Our drive to the IEC off of Westheimer Road wasn’t very long, and the building was unassuming. A woman in the lobby welcomed us, and Ivan slipped into the group kneeling behind her. I knelt in the back, and he prayed for some time, and then he finished, and we left. Afterwards, Ivan took me to a diner for cheeseburgers and fries. He asked me how I felt; I said I was fine, and he nodded. That was good, he said, because he’d been worried — he said you never knew how someone would react. We talked about the World Cup, and the weather, and everything else but the mosque. It was simply, then and now, a beautiful place that we’d gone to. Ivan left Houston a few days later. It took a few more weeks for me to realize how rare of a moment it was, and a few years more after that for me to come down from the anger it brought.

There’s a moment near the end of Mohsin Hamid’s novel, The Reluctant Fundamentalist, where the narrator, having experienced the full brunt of “American exceptionalism,” comments on its implications:

It seemed to me then — and to be honest, sir, seems to me still — that America was engaged only in posturing. As a society, you were unwilling to reflect upon the shared pain that unites you with those who attacked you. You retreated into myths of your own difference, assumptions of your own superiority. And you acted out these beliefs on the stage of the world, so that the entire planet was rocked by the repercussions of your tantrums, not least my family, now facing war thousands of miles away. Such an America had to be stopped in the interests not only of the rest of humanity, but also in your own.
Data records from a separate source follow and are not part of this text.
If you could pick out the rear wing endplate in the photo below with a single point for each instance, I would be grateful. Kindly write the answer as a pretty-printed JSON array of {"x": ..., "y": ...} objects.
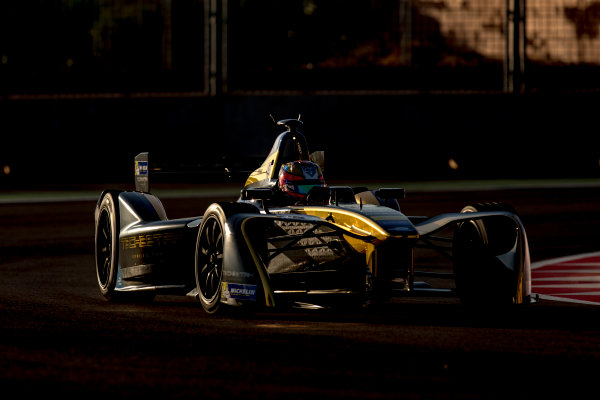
[{"x": 142, "y": 181}]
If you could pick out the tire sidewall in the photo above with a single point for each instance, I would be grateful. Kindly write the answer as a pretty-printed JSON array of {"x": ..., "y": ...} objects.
[
  {"x": 108, "y": 205},
  {"x": 214, "y": 211}
]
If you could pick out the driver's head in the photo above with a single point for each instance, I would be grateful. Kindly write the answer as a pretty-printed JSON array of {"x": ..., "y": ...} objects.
[{"x": 298, "y": 177}]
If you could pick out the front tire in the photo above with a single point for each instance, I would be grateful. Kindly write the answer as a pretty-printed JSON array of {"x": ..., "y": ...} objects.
[
  {"x": 209, "y": 259},
  {"x": 106, "y": 241}
]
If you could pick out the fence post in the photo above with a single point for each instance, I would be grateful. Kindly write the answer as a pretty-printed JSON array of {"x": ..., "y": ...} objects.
[{"x": 514, "y": 60}]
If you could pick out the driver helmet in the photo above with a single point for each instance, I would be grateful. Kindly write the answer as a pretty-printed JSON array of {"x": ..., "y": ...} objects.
[{"x": 298, "y": 177}]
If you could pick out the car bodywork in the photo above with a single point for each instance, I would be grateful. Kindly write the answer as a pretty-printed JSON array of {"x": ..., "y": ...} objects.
[{"x": 338, "y": 245}]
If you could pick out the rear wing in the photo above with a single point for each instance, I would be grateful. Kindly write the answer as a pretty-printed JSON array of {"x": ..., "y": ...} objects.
[{"x": 142, "y": 178}]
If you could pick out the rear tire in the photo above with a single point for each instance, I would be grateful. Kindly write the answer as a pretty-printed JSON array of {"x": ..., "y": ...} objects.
[{"x": 482, "y": 279}]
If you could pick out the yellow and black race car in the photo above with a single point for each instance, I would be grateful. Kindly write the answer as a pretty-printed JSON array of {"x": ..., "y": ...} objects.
[{"x": 292, "y": 240}]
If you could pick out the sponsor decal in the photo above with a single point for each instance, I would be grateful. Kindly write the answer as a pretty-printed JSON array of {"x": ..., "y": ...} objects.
[
  {"x": 149, "y": 240},
  {"x": 239, "y": 291},
  {"x": 141, "y": 168}
]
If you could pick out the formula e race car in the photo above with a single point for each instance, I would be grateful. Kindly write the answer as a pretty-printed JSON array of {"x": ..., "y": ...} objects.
[{"x": 292, "y": 240}]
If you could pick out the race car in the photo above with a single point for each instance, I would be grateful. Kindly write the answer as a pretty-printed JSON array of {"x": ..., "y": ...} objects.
[{"x": 291, "y": 240}]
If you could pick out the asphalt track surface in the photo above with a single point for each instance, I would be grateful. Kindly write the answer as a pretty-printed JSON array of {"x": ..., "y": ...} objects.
[{"x": 59, "y": 337}]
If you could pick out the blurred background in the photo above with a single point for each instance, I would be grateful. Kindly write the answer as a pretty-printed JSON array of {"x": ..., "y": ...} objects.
[{"x": 398, "y": 89}]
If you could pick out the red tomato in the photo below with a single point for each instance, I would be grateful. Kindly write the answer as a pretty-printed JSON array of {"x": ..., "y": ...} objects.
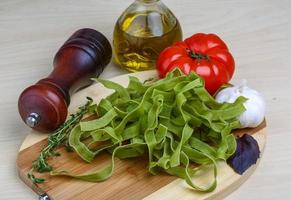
[{"x": 206, "y": 54}]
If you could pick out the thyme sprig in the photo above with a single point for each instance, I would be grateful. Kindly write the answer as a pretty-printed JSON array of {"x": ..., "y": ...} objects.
[{"x": 56, "y": 140}]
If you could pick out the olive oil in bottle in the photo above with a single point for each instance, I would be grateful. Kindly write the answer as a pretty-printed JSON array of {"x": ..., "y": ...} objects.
[{"x": 145, "y": 29}]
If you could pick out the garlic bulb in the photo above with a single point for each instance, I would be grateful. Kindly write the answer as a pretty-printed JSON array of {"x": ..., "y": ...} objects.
[{"x": 255, "y": 105}]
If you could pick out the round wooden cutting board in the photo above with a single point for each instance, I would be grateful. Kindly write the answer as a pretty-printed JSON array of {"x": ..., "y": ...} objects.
[{"x": 131, "y": 179}]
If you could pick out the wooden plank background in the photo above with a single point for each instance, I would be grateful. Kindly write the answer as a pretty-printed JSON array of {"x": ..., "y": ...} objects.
[{"x": 257, "y": 32}]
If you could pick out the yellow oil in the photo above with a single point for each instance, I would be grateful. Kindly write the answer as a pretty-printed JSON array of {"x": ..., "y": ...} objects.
[{"x": 140, "y": 37}]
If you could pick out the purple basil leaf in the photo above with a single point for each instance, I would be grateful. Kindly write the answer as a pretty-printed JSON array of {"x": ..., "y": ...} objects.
[{"x": 246, "y": 154}]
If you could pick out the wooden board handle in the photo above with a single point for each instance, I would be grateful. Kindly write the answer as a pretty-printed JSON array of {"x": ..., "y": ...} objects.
[{"x": 84, "y": 55}]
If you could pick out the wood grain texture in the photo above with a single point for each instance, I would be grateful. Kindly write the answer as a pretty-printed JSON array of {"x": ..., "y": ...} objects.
[
  {"x": 130, "y": 179},
  {"x": 257, "y": 31}
]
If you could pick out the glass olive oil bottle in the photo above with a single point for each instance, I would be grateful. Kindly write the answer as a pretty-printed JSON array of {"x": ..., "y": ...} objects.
[{"x": 144, "y": 29}]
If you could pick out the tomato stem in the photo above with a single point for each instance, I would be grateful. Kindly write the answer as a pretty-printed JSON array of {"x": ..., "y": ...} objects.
[{"x": 198, "y": 56}]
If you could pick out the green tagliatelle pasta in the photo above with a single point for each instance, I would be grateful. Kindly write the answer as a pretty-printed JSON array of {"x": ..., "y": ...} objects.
[{"x": 172, "y": 120}]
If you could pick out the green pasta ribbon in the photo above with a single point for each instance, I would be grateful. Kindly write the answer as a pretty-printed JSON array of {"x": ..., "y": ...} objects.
[{"x": 174, "y": 121}]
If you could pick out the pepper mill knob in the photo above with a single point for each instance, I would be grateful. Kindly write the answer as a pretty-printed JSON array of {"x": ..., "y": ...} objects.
[{"x": 84, "y": 55}]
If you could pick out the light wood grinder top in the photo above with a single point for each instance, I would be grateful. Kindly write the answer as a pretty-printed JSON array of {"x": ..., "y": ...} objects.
[{"x": 84, "y": 55}]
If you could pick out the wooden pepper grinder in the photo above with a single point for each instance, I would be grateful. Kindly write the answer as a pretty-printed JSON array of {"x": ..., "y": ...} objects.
[{"x": 84, "y": 55}]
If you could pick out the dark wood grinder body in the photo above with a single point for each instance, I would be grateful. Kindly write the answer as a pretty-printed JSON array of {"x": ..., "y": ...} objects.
[{"x": 84, "y": 55}]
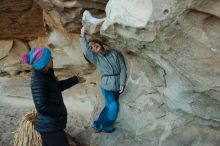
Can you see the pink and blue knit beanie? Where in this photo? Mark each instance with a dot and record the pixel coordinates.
(37, 57)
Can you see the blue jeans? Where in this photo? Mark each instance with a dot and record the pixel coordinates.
(109, 113)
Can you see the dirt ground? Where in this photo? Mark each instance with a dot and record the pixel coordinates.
(10, 115)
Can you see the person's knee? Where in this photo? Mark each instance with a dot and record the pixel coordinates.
(112, 110)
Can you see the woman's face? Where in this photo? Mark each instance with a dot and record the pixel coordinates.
(95, 47)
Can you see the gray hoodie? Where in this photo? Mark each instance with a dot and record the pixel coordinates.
(110, 65)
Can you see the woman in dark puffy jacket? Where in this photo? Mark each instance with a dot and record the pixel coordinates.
(46, 90)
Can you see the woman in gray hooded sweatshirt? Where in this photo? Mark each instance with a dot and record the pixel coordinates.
(113, 76)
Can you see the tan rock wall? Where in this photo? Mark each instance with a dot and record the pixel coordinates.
(20, 19)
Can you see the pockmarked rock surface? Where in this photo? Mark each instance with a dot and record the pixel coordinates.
(172, 53)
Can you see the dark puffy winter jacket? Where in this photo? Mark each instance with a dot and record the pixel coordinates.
(48, 100)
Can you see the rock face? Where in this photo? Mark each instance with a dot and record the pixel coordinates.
(172, 53)
(21, 19)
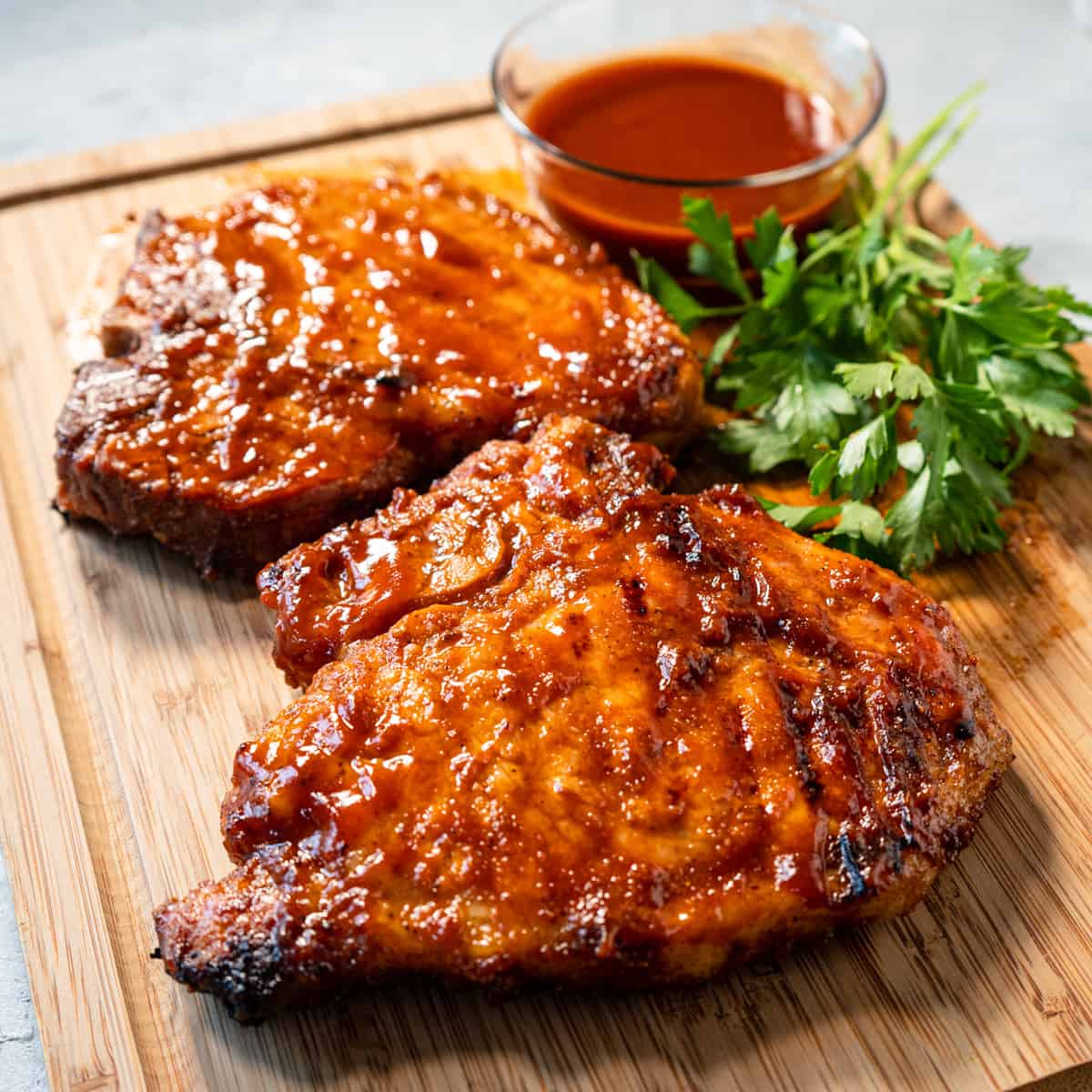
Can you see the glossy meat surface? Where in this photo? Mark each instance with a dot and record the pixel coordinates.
(589, 733)
(281, 363)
In a moment where the very language we use to ascribe legitimacy to a piece of information is being questioned, it can be tempting to succumb to the notion that our narratives are changing too. But that isn’t the case — we control the stories we put into the world. All of it counts, and the condensation of bigotry, and hate, and fear bottled into hour-long propaganda commercials infects every eye it crosses. “24: Legacy” alludes to a very particular nation-state — forever-warring, consistently tumultuous; with distinct, clear-cut racial and religious compartmentalization — a country that doesn’t exist. But the image still festers. It leaves an imprint. It sticks with us in our grocery stores, and our schools, and our subways, and our voting booths, and the streets many took to afterwards.

What Normalization Means

Two Muslim boys find solace not in their city, but in each other. A Lebanese family recounts their history as life in the States imprints itself across their lineage. A young hacker in unnamed country attempts to cripple an authoritarian government, combat a burgeoning culture of censorship, and still live out his bildungsroman. What makes us American — the thing that’s supposed to make us unique — is that anyone can play the hero. Anyone of us can don the cape. And until the country’s pop culture allows Muslims the benefit of the doubt, it will remain no less culpable than the entities near and far doing their best to divide us.

*Correction: This post originally identified Alex Parrish as Pakistani. She is half-Indian. The Awl regrets the error.